Wednesday, January 16, 2008

The Divine Beloved

Love is an existential imperative. But love is forbidden first by society and then by ego. What would one do then?

Enter God the omnipresent. I don't know whether God is a benign source of love but He surely has been the recipient of the deepest of human devotions. Since man is not allowed to love one another, and since he has to love something, he loves God. God is more accessible than the person sitting next to you. When you talk, He listens.

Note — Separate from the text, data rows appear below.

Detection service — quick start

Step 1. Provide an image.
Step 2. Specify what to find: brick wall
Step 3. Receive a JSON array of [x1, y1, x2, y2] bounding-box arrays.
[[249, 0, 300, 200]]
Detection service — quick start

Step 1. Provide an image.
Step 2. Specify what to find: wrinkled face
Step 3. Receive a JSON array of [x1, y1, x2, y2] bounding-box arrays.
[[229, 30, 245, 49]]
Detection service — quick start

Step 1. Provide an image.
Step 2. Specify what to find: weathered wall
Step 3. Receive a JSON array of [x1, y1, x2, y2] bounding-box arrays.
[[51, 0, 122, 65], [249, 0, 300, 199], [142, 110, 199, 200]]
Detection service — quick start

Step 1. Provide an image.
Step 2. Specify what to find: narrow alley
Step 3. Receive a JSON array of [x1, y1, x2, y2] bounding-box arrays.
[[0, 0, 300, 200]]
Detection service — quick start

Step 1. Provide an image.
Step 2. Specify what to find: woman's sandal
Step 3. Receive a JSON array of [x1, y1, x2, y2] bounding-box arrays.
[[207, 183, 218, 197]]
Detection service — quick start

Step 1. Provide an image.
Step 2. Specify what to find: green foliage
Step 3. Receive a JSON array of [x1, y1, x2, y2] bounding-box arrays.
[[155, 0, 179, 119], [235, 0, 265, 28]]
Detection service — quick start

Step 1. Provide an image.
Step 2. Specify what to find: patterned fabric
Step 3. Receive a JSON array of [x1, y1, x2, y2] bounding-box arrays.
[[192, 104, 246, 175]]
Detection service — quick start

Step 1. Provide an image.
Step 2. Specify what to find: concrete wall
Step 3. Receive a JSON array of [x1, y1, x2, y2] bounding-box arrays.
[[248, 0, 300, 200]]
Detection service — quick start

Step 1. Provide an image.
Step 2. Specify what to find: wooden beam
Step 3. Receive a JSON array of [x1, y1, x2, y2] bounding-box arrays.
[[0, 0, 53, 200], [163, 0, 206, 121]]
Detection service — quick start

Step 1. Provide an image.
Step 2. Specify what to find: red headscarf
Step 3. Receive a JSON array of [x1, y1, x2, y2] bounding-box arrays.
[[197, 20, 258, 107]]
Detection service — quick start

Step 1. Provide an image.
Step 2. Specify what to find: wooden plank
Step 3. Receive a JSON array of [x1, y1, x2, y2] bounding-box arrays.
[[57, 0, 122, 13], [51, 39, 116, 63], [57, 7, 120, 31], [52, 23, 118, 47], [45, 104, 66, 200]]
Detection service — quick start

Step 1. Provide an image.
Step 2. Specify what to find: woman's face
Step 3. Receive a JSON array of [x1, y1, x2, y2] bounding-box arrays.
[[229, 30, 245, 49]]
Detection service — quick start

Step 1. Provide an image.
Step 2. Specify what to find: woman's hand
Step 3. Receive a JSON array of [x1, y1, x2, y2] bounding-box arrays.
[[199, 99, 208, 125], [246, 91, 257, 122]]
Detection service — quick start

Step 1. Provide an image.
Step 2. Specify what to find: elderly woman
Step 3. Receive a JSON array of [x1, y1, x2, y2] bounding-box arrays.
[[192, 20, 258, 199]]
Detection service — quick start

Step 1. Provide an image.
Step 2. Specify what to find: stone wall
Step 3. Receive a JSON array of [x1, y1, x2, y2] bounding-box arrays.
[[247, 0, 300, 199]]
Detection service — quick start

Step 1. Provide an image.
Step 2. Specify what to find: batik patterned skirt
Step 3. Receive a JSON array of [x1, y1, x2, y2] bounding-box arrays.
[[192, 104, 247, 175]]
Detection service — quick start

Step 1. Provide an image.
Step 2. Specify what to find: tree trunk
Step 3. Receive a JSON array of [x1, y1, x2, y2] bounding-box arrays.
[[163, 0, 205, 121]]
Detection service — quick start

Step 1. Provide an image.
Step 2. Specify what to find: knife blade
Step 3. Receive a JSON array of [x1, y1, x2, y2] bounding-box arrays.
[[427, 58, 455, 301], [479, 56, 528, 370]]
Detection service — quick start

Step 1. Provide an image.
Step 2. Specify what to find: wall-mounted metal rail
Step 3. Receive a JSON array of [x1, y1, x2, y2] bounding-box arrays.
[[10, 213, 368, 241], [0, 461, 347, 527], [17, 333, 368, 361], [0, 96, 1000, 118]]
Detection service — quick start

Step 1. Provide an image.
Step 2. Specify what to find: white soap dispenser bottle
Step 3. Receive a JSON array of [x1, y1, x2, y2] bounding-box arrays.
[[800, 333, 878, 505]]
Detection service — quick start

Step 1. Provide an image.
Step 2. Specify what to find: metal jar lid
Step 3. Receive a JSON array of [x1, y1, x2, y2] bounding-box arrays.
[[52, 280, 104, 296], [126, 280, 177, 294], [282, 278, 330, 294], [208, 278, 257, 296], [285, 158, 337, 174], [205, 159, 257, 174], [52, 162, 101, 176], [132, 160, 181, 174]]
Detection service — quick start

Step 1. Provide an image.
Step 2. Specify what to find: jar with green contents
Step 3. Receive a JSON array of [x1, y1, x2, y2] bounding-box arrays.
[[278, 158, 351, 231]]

Society wouldn't have allowed Meera to love any living man with the intensity she loved Krishna. And our loving lady would have died of cardiac arrest if Krishna were not there for her. He might have had thousand maidens dancing around Him, but for each of the maidens there was no one else but Him. Men might see Krishna as a lucky lover, or as a Casanova, but women see Him not as a lover but as their beloved - their graceful beloved. In Him, they express the forbidden. With Him, they feel like women. With Him they play, and in him they redeem themselves.

कान्हा काहे करत बरजोरी

Similarly, Tulsidas had to drown himself in Rāmacaritamānasa when his wife rebuked him for his earthly passions. She asked him to go to God, and so he did; and in Him he found solace. When the flame of love burns passionately, God is the only beloved who can stand the heat. Cleansed by the silent stream of tears, poetry becomes prayer. Like true love, true prayer is also unconditional. No other experience can match the experience of prayer, so what else can one ask for? Also, there is nothing called unrequited prayer. How can gratitude be unrequited?

हो गई किरपा राम की, तो बन गए तुलसीदास

There can be no moderation in love; it's free, and it's infinite. Only He can be loved freely, and infinitely. There is no ego, no fear, between a lover and his divine beloved.